As the chief art critic from The Times in London says at the outset of this British-made documentary, “It is certainly the most illustrated story in Western history”.

What Easter In Art does for us is condense a lifetime of travel and visits to galleries, museums and churches into one remarkable piece of cinema. Actors read from the four gospels while hundreds of works inspired by the final days of Jesus’ life appear before our eyes, created from pre-Renaissance times to the modern era. 

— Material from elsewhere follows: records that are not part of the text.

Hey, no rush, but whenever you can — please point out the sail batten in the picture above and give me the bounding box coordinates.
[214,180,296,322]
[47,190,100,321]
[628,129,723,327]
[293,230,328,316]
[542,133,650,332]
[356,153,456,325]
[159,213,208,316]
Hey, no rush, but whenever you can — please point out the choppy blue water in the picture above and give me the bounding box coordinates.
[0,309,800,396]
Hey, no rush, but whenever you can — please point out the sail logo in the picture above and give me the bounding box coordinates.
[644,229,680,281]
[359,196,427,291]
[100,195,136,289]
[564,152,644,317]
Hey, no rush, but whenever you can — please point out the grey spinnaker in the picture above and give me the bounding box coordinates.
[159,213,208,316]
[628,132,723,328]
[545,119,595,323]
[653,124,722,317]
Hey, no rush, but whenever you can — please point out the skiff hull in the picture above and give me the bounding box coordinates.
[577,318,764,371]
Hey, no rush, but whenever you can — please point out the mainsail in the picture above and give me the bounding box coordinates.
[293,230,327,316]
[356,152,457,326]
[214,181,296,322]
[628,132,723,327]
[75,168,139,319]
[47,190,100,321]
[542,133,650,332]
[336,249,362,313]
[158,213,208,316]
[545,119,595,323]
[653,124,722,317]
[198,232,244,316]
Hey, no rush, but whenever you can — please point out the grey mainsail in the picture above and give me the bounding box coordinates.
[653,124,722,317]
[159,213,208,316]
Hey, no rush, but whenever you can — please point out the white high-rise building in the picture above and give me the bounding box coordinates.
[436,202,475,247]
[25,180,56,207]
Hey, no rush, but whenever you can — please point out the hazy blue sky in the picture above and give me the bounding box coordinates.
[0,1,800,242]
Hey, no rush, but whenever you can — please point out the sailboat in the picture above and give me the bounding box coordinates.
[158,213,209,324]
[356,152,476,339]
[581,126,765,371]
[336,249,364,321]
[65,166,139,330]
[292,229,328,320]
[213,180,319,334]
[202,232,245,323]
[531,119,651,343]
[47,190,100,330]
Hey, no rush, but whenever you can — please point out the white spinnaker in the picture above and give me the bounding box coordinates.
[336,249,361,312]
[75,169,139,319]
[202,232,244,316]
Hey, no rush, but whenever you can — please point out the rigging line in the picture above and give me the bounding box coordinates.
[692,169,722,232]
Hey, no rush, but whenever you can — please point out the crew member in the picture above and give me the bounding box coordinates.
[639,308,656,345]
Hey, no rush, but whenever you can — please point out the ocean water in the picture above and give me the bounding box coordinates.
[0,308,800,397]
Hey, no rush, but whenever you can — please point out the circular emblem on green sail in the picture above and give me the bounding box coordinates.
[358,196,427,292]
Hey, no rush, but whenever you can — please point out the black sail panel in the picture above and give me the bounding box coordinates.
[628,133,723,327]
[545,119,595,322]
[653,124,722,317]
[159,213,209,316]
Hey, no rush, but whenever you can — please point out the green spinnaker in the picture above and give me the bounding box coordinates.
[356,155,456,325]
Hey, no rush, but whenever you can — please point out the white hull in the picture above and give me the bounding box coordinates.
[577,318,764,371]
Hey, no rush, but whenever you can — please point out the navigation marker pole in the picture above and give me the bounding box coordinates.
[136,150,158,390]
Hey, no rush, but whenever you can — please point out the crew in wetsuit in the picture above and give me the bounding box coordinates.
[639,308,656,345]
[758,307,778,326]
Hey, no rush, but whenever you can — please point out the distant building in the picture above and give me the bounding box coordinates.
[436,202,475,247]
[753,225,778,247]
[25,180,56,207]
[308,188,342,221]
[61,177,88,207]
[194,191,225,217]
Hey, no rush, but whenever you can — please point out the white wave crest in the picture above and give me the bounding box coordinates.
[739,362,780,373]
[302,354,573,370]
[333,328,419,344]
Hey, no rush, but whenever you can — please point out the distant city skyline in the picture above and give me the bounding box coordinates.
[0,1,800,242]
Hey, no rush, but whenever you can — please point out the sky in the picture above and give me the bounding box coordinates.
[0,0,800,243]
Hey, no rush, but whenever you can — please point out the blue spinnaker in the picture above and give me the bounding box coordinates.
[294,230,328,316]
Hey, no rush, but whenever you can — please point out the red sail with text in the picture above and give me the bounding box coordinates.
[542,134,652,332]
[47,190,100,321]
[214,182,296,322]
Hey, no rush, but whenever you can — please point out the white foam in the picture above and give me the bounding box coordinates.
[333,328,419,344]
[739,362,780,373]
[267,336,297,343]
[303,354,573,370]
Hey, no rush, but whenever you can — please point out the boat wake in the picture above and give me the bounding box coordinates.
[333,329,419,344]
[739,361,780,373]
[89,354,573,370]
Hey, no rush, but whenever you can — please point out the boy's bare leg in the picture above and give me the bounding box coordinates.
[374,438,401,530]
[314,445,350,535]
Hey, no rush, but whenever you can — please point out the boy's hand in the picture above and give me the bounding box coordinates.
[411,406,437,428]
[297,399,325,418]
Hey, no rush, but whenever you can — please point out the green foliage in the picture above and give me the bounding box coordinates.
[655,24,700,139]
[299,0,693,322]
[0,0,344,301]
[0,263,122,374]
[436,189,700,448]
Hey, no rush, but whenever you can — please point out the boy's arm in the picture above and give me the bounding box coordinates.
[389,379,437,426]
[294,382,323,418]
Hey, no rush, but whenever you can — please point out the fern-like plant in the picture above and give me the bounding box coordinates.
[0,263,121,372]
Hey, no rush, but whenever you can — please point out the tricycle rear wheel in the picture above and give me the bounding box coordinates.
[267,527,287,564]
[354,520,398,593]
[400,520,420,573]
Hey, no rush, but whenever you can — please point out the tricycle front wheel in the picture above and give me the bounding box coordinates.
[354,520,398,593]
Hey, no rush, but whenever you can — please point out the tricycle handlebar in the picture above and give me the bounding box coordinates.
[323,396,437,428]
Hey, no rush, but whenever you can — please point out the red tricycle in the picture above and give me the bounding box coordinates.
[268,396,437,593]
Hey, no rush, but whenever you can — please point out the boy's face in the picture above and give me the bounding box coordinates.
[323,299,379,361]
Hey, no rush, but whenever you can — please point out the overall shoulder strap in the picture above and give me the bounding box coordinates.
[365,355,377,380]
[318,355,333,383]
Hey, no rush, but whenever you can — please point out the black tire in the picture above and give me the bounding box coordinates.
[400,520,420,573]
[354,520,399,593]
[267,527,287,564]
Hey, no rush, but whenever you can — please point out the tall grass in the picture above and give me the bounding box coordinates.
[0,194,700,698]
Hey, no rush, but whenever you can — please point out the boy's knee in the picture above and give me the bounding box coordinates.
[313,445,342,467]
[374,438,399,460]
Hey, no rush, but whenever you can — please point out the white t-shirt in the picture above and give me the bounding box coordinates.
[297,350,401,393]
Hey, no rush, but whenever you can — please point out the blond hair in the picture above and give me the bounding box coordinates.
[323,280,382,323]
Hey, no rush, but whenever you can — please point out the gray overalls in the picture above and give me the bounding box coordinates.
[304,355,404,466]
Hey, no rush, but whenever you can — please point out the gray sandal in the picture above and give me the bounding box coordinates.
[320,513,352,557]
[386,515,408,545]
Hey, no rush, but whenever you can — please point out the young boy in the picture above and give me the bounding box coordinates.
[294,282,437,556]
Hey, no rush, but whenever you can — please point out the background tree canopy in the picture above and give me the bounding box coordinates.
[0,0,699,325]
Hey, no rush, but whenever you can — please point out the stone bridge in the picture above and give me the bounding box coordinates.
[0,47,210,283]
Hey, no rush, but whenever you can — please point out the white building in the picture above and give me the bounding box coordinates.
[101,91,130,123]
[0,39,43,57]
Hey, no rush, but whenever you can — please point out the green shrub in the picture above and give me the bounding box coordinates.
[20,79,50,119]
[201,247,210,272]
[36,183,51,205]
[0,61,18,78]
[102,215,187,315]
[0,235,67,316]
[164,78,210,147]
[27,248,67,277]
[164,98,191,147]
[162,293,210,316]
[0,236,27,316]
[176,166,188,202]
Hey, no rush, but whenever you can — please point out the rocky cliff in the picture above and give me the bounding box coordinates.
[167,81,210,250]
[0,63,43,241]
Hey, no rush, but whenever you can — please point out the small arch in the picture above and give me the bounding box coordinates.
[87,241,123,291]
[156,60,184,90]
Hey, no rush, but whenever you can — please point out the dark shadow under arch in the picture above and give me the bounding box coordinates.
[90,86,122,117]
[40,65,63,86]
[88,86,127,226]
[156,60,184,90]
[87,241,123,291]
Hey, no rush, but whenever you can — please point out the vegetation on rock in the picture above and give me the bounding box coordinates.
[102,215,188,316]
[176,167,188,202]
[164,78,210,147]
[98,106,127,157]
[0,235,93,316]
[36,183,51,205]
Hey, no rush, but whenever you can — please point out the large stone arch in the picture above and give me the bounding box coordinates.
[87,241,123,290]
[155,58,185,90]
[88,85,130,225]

What Easter In Art does for us is condense a lifetime of travel and visits to galleries, museums and churches into one remarkable piece of cinema

The brilliant thing is that while there are pieces that are well known no matter how minor your art knowledge – such as Michelangelo’s Last Supper – many will be completely new. From Dürer to Dali, Rembrandt to Rubens, Giotto to El Greco... along with Titian, Caravaggio, Van Dyck and so many more, we are taken on the journey with Jesus from his arrival in Jerusalem through to his ascension.

Discovering this art is both wonderful and painful, as words and images blend together to provide a powerful, sometimes graphic reminder of all that Jesus has done for us. Artistically, there is beauty, ugliness and numerous “Wow” moments as we walk with our Saviour through sorrow, evil, suffering, shame and death to eventual glory.

There was an attempt to release this film at Easter last year that was thwarted because of COVID. This time, it will get a wider release, although for a brief window in the week before Easter.

Included in the film are regular observations from art experts and historians, some of which are tremendously insightful (such as the comments about Judas wearing yellow, the “colour of betrayal”, in Giotto’s The Arrest of Jesus), while others veer into speculative art speak and aren’t at all helpful. 

The filmmaker also muddles his biblical timeline and manages to put Jesus’ ascension before the Road to Emmaus but, in the end, it doesn’t really matter because the story is still being told. In one sense it’s all about the art, but it’s brilliant to have the wonderful truths of Scripture told with it – and on the big screen.

Screening at the Dendy Newtown, Palace Chauvel and Norton Street, Hayden Orpheum, Huskisson Pictures and Avoca Beach cinemas.